Who can profess confidence in a breezy cost-benefit analysis like that? Lost in the accounting are the racially discriminatory reasons that Louisiana and Oregon adopted their peculiar rules in the first place. What’s more, the plurality never explained why the promised benefit of abandoning unanimity—reducing the rate of hung juries—always scores as a credit, not a cost. But who can say whether any particular hung jury is a waste, rather than an example of a jury doing exactly what the plurality said it should—deliberating carefully and safeguarding against overzealous prosecutions? And what about the fact, too, that some studies suggest that the elimination of unanimity has only a small effect on the rate of hung juries? Or the fact that others profess to have found that requiring unanimity may provide other possible benefits, including more open-minded and more thorough deliberations? It seems the Apodaca plurality never even conceived of such possibilities.

Our real objection here isn’t that the Apodaca plurality’s cost-benefit analysis was too skimpy. The deeper problem is that the plurality subjected the ancient guarantee of a unanimous jury verdict to its own functionalist assessment in the first place. And Louisiana asks us to repeat the error today, just replacing Apodaca’s functionalist assessment with our own updated version. All this overlooks the fact that, at the time of the Sixth Amendment’s adoption, the right to trial by jury included a right to a unanimous verdict. When the American people chose to enshrine that right in the Constitution, they weren’t suggesting fruitful topics for future cost-benefit analyses. They were seeking to ensure that their children’s children would enjoy the same hard-won liberty they enjoyed. As judges, it is not our role to reassess whether the right to a unanimous jury is “important enough” to retain. With humility, we must accept that this right may serve purposes evading our current notice. We are entrusted to preserve and protect that liberty, not balance it away aided by no more than social statistics. . .

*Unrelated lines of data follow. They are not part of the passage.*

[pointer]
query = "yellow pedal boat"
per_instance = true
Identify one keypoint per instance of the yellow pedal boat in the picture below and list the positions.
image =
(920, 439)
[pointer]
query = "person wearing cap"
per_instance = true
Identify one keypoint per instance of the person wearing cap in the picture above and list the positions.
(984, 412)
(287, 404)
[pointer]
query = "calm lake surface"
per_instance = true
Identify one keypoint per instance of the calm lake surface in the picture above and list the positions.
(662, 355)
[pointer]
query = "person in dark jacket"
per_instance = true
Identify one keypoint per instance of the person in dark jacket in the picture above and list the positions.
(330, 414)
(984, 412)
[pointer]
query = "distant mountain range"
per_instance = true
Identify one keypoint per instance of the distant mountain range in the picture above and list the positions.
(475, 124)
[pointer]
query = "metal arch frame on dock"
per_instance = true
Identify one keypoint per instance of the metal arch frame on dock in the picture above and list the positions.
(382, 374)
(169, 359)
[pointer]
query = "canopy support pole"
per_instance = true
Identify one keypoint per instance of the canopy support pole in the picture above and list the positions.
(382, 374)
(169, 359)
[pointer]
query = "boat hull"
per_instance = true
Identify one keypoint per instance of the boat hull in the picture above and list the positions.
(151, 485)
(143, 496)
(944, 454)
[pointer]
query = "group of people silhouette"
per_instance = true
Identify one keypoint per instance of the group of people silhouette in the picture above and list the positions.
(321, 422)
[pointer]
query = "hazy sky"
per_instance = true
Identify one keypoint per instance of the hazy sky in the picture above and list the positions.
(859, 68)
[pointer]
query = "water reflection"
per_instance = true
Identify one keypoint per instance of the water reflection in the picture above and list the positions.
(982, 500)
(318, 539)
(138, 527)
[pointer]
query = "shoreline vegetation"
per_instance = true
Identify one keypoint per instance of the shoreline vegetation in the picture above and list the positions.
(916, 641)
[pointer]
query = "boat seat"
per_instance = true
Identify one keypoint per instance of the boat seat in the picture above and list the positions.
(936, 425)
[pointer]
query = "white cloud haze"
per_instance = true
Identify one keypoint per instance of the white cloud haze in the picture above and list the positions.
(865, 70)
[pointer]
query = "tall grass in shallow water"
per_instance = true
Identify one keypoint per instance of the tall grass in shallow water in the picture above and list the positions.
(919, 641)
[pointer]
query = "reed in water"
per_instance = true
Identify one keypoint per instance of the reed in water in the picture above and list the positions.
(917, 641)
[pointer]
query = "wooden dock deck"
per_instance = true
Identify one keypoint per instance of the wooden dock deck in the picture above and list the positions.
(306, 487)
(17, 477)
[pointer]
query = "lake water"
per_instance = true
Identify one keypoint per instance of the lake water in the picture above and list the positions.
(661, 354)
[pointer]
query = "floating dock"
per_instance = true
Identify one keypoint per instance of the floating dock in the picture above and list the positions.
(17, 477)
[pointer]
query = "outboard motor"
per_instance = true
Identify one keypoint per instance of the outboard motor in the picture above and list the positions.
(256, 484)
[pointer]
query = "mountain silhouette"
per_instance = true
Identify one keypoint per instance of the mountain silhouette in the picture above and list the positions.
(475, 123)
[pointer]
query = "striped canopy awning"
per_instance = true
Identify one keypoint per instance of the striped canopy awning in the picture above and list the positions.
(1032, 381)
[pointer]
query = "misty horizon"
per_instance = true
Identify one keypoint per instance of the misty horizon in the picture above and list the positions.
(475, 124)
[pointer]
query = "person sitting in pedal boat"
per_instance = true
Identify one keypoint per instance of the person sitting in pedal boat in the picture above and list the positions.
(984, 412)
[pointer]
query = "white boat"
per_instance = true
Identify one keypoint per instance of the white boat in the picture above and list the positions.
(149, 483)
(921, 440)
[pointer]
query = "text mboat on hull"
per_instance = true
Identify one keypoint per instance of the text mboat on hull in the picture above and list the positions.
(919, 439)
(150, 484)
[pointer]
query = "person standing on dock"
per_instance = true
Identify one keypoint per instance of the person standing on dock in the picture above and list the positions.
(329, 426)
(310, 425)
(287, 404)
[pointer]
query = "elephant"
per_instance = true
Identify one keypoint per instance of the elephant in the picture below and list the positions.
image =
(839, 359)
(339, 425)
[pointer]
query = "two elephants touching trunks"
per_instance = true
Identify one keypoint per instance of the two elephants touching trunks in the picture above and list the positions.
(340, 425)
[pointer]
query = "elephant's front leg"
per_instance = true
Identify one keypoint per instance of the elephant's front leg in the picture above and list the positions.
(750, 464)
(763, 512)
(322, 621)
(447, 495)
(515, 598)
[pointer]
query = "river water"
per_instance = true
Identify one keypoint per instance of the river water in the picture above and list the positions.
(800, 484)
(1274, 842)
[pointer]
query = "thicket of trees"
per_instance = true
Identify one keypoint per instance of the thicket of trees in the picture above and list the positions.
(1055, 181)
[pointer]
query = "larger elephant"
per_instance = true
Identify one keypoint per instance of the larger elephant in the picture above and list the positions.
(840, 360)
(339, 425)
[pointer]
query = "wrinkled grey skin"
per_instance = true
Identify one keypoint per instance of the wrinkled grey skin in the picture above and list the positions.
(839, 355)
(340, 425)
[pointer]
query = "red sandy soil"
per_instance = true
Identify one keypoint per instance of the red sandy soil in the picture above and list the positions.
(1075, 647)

On what ground would anyone have us leave Mr. Ramos in prison for the rest of his life? Not a single Member of this Court is prepared to say Louisiana secured his conviction constitutionally under the Sixth Amendment. No one before us suggests that the error was harmless. Louisiana does not claim precedent commands an affirmance. In the end, the best anyone can seem to muster against Mr. Ramos is that, if we dared to admit in his case what we all know to be true about the Sixth Amendment, we might have to say the same in some others. But where is the justice in that? Every judge must learn to live with the fact he or she will make some mistakes; it comes with the territory. But it is something else entirely to perpetuate something we all know to be wrong only because we fear the consequences of being right. The judgment of the Court of Appeals is reversed.